Einfahrende Regionalbahn in Stuttgart. Kostenloses WLAN soll zur Standardausstattung der Züge werden.

Von Sascha Maier

Das Land verpflichtet Eisenbahnunternehmen, neue Regionalzüge in Baden-Württemberg mit kostenlosem WLAN auszustatten. Das Verkehrsministerium hofft dadurch und durch aktuelle Maßnahmen der Bundesnetzagentur, die Schienenstrecken mit Breitband auszustatten, bis 2030 eine WLAN-Abdeckung von bis zu 99,5 Prozent der Fläche des Schienennetzes gewährleisten zu können. Pro Zug bedeutet das laut Verkehrsministerium: „Je nach Verkehrsvertrag ist eine Abdeckung von 50 bis 100 Prozent der Sitzplätze als Untergrenze im Vertrag festgeschrieben.“ Dies geht aus einer Anfrage der AfD-Fraktion an die Landesregierung hervor.

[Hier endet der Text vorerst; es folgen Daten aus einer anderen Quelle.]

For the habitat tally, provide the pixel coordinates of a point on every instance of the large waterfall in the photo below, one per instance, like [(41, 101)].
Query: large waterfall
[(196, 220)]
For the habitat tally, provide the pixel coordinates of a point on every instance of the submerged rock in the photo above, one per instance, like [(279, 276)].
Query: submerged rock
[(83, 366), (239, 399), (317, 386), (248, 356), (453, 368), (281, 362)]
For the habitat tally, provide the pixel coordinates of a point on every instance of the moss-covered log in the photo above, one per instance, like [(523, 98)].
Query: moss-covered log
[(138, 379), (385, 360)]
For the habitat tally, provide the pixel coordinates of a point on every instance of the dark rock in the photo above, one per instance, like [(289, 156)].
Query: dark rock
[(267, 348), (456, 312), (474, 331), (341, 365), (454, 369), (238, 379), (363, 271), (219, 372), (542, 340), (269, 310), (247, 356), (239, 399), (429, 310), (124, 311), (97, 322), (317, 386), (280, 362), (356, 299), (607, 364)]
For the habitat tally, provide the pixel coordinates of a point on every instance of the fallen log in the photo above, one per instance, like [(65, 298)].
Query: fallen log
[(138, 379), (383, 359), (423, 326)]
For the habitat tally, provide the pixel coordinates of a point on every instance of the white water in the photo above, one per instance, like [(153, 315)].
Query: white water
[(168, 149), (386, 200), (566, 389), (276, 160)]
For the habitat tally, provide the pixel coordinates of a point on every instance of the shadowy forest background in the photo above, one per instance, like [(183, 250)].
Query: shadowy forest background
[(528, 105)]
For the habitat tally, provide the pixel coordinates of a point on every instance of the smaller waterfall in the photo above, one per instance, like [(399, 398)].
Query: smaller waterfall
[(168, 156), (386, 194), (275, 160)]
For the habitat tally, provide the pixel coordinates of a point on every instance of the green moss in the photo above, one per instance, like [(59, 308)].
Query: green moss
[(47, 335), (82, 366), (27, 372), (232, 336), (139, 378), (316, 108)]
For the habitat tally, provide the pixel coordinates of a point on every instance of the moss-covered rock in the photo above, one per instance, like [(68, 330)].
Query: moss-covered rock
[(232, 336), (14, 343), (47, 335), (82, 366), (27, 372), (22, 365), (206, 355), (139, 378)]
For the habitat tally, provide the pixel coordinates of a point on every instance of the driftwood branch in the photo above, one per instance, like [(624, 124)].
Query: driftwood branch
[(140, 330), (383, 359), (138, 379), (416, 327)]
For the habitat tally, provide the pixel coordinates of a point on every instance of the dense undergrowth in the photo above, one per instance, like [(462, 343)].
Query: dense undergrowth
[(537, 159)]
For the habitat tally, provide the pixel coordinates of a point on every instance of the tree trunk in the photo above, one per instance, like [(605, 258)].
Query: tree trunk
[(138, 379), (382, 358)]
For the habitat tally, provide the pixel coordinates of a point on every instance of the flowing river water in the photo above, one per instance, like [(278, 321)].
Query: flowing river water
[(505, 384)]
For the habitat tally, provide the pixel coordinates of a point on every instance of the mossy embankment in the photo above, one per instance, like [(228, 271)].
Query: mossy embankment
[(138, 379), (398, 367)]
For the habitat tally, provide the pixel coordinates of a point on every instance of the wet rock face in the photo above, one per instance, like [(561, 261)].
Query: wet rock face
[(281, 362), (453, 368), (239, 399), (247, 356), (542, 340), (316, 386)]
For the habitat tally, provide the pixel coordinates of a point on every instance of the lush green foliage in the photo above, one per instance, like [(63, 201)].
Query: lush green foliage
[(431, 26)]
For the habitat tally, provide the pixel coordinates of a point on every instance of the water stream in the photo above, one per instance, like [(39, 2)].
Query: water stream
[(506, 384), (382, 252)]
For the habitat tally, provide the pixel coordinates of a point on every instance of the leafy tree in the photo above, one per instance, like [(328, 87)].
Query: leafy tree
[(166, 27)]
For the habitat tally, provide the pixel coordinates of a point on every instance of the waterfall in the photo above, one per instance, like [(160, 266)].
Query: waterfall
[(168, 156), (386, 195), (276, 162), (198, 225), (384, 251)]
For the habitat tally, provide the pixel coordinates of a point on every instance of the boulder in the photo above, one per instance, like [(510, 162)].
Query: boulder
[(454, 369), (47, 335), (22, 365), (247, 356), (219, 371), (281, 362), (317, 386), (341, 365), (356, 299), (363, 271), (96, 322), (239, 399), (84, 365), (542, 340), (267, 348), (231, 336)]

Sowohl das Verkehrsministerium als auch die Bundesnetzagentur haben mit der Umsetzung nur indirekt etwas zu tun. Das Land legt lediglich im vertraglichen Rahmen mit den Eisenbahnunternehmen fest, dass neue Züge wie die Doppelstock-Züge namens Coradia Max oder die Fahrzeuge auf der Hermann-Hesse-Bahn sowie Züge im Netz Ortenau mit „zeitgemäßen Anforderungen an das WLAN-System“ ausgestattet werden, wie das Verkehrsministerium mitteilte. Über die genannten Beispiele hinaus gehe es aktuell um 162 weitere Neuanschaffungen von Fahrzeugen.

Minimum: 50 Megabit pro Sekunde

Die technische Ausstattung der Züge ist aber nur ein Faktor, von dem das Gelingen des Vorhabens abhängt. Die Bundesnetzagentur hat den Netzbetreibern im Schienenbereich die Auflage gemacht, dass knapp hundert Prozent innerhalb der nächsten fünf Jahre mit 50 Megabit pro Sekunde abgedeckt sein müssen.

Die Landesregierung unterstützt den Ausbau des Netzes in Baden-Württemberg, indem sie etwa landeseigene Flächen für den Mastenbau zur Verfügung stellt. Außerdem werde die Kommunikation des Themas mit Kampagnen des Landes begleitet. Darüber hinaus seien bereits 2023 Genehmigungsverfahren vereinfacht worden.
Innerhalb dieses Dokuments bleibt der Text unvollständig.